If your car doesn't want to move well in the snow, it may not be the car you're driving.
It could, however, have a lot to do with the tires, including the type of tires they are, and the tread they have.
As the miles on your car adds up, the traction on your vehicle's tires will add up.
"Every tire needs 3 basic criteria to do a good job at what it's designed for, " said Woody Rogers, Public Information Specialist for Tire Rack, "It needs an appropriate tread pattern, it needs the right tread compound, and it needs proper tread depth for the conditions it's going to be driven in."
Most new tires, including the all-season tires that may be on your vehicle, start with tread depth measurement. That may not seem like a lot, but when you look at a brand new tire, the grooves look deep enough to grab snow and gain traction. When you see the tread depth become shallow, you will notice the lack of grip when driving.
"For snow, you should consider changing your tires when the tread depth gets down to about six thirty-seconds of remaining tread depth," said Rogers, "Below that, the tire does not have enough tread depth to take a good bite out of the snow; it can only nibble at it, and that's how you can get stuck if you're trying to drive through deeper snow."
In most states, tires are considered worn at two thirty-seconds of tread depth. The best way to see if your tires are worn is to stick a penny upside down in one of the main grooves. If you can see the top of Lincoln's head, it's time for new tires.
"The best solution is to have winter tires for your vehicle for the winter time and summer or all season tires for the rest of the year," he said.

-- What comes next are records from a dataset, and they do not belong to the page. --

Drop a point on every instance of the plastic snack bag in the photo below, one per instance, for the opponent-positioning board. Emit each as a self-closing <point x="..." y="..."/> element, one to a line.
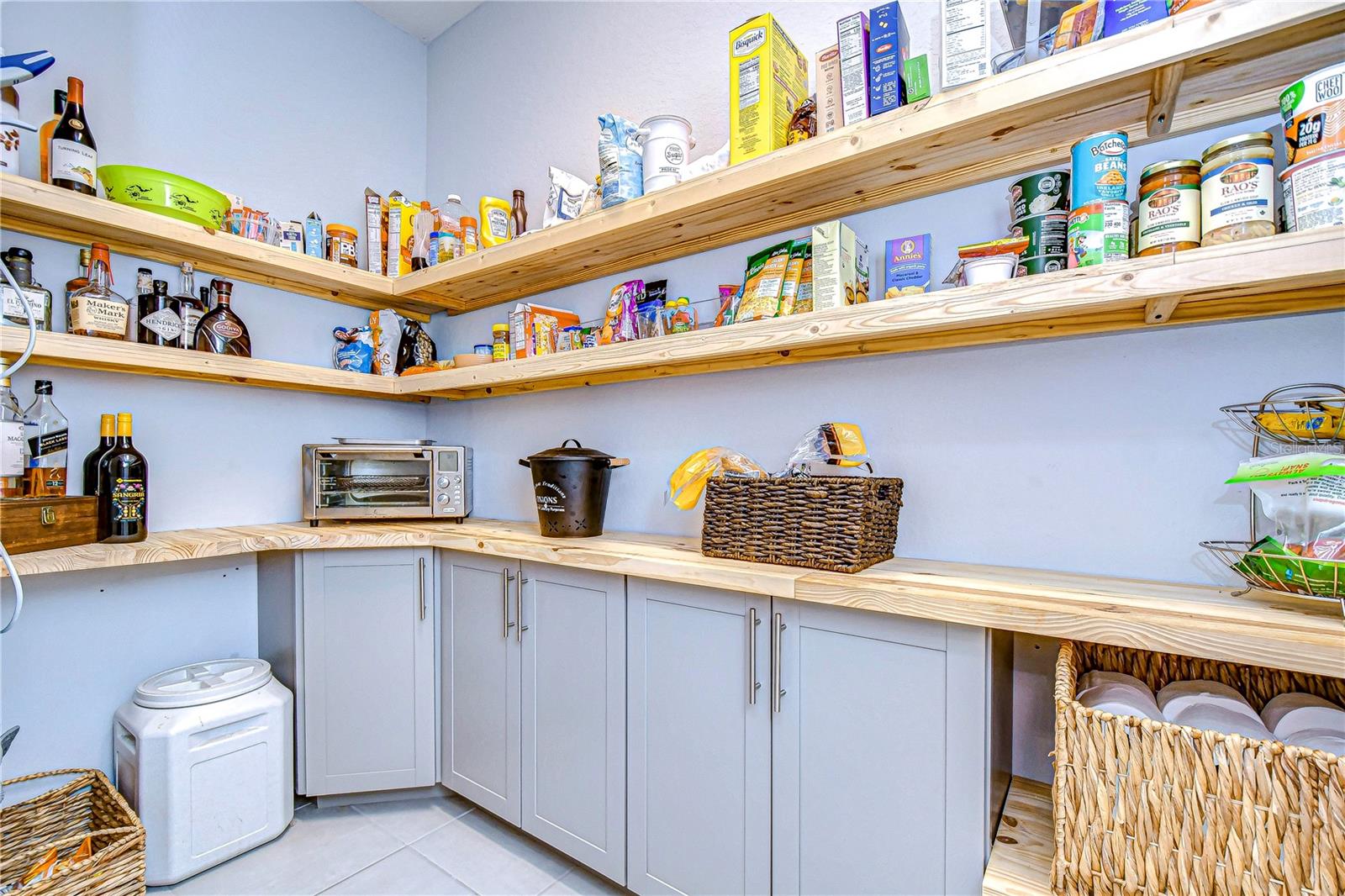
<point x="620" y="161"/>
<point x="688" y="482"/>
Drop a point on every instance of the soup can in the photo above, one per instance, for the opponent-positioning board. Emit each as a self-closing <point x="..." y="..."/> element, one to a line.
<point x="1315" y="114"/>
<point x="1046" y="233"/>
<point x="1100" y="232"/>
<point x="1100" y="168"/>
<point x="1315" y="192"/>
<point x="1040" y="192"/>
<point x="1040" y="264"/>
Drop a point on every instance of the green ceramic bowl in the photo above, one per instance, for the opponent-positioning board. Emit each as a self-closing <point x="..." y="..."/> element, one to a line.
<point x="165" y="192"/>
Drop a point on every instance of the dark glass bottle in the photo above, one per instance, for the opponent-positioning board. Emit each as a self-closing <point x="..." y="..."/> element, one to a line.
<point x="107" y="439"/>
<point x="74" y="155"/>
<point x="123" y="490"/>
<point x="221" y="329"/>
<point x="161" y="324"/>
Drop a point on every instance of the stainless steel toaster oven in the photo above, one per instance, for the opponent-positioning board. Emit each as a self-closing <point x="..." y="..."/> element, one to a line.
<point x="374" y="479"/>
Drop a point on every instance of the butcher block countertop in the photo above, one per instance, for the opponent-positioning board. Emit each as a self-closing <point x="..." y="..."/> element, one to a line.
<point x="1259" y="627"/>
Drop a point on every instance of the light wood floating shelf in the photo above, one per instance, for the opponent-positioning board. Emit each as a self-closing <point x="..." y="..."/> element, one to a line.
<point x="42" y="210"/>
<point x="1020" y="858"/>
<point x="87" y="353"/>
<point x="1196" y="71"/>
<point x="1282" y="631"/>
<point x="1288" y="273"/>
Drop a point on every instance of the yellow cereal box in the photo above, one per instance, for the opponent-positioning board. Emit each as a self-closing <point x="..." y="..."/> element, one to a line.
<point x="768" y="78"/>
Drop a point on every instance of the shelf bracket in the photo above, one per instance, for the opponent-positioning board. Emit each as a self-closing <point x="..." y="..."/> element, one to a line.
<point x="1161" y="308"/>
<point x="1163" y="98"/>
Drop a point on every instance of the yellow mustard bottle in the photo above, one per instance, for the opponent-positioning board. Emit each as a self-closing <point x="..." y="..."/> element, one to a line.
<point x="494" y="221"/>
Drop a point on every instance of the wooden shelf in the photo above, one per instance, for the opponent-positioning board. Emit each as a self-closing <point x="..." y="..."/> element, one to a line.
<point x="87" y="353"/>
<point x="1026" y="844"/>
<point x="1263" y="629"/>
<point x="1288" y="273"/>
<point x="42" y="210"/>
<point x="1208" y="66"/>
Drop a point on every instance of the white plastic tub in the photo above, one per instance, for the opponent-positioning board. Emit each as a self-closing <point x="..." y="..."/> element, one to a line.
<point x="206" y="756"/>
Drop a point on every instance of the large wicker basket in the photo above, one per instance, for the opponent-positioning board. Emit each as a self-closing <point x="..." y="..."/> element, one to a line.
<point x="1153" y="808"/>
<point x="841" y="524"/>
<point x="62" y="817"/>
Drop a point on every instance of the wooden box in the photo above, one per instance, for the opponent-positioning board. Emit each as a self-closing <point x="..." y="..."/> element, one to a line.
<point x="40" y="524"/>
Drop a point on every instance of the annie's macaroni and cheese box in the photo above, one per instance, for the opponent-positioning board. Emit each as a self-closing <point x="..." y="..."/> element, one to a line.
<point x="768" y="78"/>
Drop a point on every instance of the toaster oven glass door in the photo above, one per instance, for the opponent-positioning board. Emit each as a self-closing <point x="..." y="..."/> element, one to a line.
<point x="374" y="481"/>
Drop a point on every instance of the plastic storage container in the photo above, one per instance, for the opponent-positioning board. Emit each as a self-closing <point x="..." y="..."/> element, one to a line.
<point x="206" y="756"/>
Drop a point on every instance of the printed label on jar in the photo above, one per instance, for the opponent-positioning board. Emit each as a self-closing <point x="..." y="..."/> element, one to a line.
<point x="1237" y="192"/>
<point x="13" y="306"/>
<point x="163" y="322"/>
<point x="1169" y="215"/>
<point x="101" y="316"/>
<point x="73" y="161"/>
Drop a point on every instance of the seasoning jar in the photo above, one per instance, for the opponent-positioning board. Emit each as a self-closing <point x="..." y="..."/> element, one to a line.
<point x="340" y="245"/>
<point x="1169" y="208"/>
<point x="1237" y="188"/>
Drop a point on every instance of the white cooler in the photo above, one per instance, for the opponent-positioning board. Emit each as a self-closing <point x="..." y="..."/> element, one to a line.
<point x="206" y="756"/>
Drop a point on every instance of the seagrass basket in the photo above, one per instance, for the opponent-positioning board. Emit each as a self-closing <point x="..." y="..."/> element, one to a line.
<point x="1152" y="808"/>
<point x="841" y="524"/>
<point x="62" y="817"/>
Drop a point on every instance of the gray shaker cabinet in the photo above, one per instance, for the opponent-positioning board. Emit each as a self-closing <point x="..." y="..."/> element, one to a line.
<point x="699" y="741"/>
<point x="367" y="656"/>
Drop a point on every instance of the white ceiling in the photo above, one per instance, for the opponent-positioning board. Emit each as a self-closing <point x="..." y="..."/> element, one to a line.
<point x="424" y="19"/>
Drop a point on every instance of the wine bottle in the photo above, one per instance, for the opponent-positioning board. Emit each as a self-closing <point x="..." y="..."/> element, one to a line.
<point x="123" y="490"/>
<point x="74" y="155"/>
<point x="107" y="439"/>
<point x="161" y="323"/>
<point x="221" y="329"/>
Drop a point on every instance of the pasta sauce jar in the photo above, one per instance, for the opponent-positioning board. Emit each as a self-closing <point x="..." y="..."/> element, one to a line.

"Most cars on the road today come with and are driving around on the all season tire, and that's really a lot like this cross training shoe. It's kind of reasonable at a lot of things, but not really good at one thing," said Rogers, "Sure you could walk around in some light snow or slush or a shoveled sidewalk or maybe a plowed parking lot, but you wouldn't want to go sledding with the kids or in deep snow with this."